Just this morning, Iain Broome wrote a blog post about having a busy couple of months that have simply kept him away from writing. While reading the post I had two thoughts — (1) why is this different from writer’s block, and (2) this sounds an awful lot like me. The more I thought about it, the more I realized this problem is distinctly different from suffering from writer’s block. Writer’s block usually means that you don’t have any ideas or you have ideas, but you can’t seem to articulate them correctly on the page. This, I believe, is a whole new problem that many of us experience as writers juggling other responsibilities. A writing “dry spell” simply means that other things are getting in the way of writing as much as you’d like to. Broome seems to perfectly put into words what I’ve been feeling lately.

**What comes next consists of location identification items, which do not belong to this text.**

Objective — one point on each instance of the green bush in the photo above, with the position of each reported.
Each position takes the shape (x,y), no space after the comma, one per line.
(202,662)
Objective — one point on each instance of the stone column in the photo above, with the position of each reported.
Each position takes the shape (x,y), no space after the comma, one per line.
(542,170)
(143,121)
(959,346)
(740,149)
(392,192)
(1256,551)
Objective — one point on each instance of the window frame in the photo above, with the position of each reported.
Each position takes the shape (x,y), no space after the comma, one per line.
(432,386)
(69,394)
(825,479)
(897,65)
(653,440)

My final semester of college was, obviously, pretty busy. I had schoolwork to contend with, I was working on the Jet Fuel Review, I took a conference trip to Ithaca, and then I found myself graduating. In between all of this, I definitely let my writing fall by the wayside. Now that it’s the summer holidays and I’ve had time to relax and take a step back from everything, I realize I haven’t gotten much writing done in the way of fiction or personal projects. After all, wasn’t I going to edit my NaNoWriMo novel and tack an ending onto it? That hasn’t been done. In his post, Broome mentions that even blogging has gotten in the way of his regular writing. I hadn’t thought of this because I’d been considering blog posts a form of writing, but the obligations I have here do get in the way of leisure writing.
When life takes a turn for the busier, creative pursuits are most easily pushed aside because they take time and concentration. But how hard is it to allocate several hours each week to simply read and write? Let’s stop making excuses and, instead, start making more art. This summer, though the weather may be hot and dry, say no to writing dry spells!
What are some real life distractions that cause dry spells in your own writing? How can you overcome them to be more creative and more productive in your personal writing endeavors?